No, not about any of his traditional political opinions (sorry for trolling!), but for saying this:
"some people [are mad], sure. That’s OK, you know, listen the idea of freedom of speech is you can’t demand freedom of speech and then say, ‘But don’t say bad things about me.‘”“That’s the deal, you have to take your stand if you believe in it,” he continued. “Take a stand, stand for it and then deal with the consequences. That’s the rules, so when people criticize me — they criticized me for my stance against the war 20 years ago, people picketed my movies and they put me on a deck of cards — I have to take that, that’s fair. I’m OK with that, I’m OK with criticism for where I stand. I defend their right to criticize me as much as I defend my right to criticize them.”
That's something almost no one on the traditional left/right ever seem to get, and man do I wish more folks understood that free speech included people being able to criticize you.
(Man, do I also wish more folks understood free speech, period.)

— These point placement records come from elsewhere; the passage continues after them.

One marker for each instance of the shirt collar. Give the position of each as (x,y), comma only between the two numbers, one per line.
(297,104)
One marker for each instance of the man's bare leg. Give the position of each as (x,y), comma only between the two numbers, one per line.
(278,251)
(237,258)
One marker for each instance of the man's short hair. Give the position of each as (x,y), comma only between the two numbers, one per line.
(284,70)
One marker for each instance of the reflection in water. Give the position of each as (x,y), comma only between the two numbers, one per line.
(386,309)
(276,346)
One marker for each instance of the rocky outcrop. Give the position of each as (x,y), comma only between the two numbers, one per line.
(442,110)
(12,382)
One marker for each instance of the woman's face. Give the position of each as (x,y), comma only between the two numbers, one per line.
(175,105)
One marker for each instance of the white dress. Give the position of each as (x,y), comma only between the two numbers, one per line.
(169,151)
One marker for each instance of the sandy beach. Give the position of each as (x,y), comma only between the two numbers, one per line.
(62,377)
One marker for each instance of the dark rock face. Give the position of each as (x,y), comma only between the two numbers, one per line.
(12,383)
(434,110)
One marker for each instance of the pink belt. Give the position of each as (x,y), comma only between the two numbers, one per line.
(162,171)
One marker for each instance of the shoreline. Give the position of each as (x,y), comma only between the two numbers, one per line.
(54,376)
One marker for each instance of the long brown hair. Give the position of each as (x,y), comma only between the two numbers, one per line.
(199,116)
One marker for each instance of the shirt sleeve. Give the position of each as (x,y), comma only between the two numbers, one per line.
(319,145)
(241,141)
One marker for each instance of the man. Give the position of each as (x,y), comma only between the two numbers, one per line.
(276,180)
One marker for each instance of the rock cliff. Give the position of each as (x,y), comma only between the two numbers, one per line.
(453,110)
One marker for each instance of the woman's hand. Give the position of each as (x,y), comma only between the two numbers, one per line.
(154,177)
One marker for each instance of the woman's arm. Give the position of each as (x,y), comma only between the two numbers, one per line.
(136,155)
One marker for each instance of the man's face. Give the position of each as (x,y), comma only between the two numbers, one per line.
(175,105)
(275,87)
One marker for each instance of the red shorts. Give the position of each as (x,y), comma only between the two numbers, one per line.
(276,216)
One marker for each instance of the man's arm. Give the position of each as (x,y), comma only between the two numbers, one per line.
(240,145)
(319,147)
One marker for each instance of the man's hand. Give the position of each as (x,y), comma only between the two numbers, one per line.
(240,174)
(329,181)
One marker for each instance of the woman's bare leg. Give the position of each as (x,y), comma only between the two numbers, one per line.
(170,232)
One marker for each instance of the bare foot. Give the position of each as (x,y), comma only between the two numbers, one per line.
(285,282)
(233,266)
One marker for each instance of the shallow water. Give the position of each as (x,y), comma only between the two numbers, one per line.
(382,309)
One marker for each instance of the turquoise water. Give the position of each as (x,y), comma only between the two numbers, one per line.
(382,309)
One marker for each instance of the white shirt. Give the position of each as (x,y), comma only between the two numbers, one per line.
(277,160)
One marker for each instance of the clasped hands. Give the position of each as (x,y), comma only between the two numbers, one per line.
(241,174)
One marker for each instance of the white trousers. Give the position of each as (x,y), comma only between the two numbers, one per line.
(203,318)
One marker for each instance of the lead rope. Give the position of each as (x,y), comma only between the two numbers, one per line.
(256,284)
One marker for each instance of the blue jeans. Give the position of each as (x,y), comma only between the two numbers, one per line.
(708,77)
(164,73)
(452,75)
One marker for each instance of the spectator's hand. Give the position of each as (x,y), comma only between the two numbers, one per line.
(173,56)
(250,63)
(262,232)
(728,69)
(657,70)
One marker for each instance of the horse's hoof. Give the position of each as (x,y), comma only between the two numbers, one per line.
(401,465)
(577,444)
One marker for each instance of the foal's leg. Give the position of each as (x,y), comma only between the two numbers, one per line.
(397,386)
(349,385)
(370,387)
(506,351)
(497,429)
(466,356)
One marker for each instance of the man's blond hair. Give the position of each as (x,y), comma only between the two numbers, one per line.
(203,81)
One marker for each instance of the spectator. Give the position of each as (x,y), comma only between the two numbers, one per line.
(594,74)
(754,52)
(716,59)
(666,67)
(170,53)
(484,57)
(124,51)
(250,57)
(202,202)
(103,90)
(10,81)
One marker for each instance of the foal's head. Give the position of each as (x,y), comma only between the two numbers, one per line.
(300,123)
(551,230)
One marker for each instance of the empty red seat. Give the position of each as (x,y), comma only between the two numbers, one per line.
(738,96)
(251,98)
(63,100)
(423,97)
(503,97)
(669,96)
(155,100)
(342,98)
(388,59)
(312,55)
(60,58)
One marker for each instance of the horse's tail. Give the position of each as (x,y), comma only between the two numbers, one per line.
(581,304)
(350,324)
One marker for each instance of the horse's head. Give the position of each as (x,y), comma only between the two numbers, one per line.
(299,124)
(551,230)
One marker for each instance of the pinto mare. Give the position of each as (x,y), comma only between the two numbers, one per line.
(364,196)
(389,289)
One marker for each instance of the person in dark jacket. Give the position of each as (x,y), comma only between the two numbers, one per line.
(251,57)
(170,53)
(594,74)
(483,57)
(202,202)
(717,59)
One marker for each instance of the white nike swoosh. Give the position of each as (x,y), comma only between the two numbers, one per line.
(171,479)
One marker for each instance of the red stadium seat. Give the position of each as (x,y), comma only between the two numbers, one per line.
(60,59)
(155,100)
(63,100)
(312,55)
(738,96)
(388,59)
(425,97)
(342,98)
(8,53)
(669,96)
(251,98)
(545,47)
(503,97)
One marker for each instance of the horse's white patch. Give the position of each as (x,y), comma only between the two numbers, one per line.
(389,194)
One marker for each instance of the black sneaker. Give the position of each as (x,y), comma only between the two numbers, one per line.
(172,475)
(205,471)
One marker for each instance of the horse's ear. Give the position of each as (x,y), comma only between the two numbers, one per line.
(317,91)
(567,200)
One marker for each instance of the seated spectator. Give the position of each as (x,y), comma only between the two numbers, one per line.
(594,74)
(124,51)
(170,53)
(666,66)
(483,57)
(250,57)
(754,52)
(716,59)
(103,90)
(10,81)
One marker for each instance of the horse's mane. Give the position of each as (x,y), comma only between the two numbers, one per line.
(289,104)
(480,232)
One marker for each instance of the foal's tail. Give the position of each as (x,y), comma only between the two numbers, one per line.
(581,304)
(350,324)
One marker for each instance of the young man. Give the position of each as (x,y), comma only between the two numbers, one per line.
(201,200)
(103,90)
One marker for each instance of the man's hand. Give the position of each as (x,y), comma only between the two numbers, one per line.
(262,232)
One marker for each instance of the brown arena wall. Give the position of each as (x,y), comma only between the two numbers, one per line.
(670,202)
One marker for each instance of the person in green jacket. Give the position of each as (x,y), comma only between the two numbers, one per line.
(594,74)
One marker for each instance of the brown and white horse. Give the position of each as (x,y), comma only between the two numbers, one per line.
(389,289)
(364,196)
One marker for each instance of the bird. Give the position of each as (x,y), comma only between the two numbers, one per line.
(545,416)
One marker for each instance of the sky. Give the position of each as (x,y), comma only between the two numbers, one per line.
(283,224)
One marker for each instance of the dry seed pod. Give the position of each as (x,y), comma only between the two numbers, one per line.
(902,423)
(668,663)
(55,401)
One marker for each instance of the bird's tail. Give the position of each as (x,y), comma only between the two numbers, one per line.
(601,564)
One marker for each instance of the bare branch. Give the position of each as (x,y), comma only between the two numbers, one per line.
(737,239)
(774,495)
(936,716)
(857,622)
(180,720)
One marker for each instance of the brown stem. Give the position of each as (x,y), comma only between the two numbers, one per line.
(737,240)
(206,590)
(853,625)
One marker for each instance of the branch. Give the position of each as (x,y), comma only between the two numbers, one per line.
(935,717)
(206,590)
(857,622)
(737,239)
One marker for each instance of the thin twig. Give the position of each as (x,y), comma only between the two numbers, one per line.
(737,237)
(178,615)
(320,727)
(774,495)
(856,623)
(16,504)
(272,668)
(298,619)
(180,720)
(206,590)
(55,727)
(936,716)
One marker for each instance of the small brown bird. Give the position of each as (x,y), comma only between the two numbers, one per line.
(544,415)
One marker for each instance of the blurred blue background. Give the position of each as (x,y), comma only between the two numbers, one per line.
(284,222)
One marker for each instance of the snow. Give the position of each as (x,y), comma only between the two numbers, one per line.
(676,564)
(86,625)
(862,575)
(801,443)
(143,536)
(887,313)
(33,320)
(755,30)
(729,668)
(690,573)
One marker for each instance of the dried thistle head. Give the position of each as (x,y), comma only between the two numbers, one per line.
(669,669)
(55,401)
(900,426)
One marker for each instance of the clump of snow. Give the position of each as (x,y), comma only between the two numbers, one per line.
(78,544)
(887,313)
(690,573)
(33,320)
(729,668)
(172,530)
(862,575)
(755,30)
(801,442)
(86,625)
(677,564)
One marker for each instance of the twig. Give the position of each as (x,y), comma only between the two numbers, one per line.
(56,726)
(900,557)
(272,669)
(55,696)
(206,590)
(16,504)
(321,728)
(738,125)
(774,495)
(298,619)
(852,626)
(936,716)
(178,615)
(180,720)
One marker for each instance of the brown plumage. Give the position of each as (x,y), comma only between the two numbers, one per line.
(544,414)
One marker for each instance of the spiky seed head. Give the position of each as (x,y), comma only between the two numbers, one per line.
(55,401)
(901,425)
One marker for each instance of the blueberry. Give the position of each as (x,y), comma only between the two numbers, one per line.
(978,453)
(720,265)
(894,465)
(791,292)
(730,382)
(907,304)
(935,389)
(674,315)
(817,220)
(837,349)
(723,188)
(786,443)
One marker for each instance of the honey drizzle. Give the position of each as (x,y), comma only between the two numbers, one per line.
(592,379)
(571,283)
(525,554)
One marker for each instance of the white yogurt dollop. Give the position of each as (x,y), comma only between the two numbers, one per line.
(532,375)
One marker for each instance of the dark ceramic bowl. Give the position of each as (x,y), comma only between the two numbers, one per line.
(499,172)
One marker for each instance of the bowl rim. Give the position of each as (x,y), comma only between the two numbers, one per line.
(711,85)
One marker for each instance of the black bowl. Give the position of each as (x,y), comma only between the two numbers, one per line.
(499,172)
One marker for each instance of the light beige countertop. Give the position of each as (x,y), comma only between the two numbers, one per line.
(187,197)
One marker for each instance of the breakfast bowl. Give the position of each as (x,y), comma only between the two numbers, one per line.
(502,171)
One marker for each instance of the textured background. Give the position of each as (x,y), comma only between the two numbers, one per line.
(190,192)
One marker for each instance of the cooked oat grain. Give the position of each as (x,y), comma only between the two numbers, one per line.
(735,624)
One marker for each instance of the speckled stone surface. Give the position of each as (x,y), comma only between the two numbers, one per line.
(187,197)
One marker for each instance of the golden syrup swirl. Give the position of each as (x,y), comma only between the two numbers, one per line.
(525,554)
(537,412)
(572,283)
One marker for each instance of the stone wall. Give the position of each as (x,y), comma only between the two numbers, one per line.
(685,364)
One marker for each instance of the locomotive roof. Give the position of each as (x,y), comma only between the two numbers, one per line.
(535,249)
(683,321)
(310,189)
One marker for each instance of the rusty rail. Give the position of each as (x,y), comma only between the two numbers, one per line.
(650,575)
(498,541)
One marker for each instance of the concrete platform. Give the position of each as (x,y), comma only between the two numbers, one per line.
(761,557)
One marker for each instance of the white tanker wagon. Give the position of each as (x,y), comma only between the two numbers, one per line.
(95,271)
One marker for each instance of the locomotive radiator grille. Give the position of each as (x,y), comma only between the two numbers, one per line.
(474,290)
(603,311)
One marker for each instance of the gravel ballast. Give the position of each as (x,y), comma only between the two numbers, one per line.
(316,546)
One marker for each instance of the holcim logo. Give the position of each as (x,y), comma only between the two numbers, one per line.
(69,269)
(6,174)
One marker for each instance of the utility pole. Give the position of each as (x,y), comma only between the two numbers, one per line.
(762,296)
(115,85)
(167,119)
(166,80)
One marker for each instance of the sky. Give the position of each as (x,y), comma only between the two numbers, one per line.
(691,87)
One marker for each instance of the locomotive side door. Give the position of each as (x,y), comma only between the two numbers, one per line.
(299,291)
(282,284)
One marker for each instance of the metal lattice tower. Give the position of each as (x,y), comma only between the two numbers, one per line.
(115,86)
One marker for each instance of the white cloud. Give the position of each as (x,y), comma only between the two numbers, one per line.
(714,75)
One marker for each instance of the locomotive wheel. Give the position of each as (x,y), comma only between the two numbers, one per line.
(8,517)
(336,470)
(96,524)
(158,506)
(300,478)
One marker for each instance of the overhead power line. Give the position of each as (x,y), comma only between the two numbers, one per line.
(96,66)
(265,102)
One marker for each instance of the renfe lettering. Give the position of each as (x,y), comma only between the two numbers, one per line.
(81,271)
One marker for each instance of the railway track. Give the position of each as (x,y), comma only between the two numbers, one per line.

The other thing he's been right about recently (because broken clocks get two a day) has been that now that he's in his '60s, maybe he's not the guy who should be the romantic lead opposite twenty-somethings. Only other leading actor I know of who made that stance was John Wayne (to the chagrin of John Ford, who kept wanting to cast him in romance subplots), likely the single point of overlap between the two.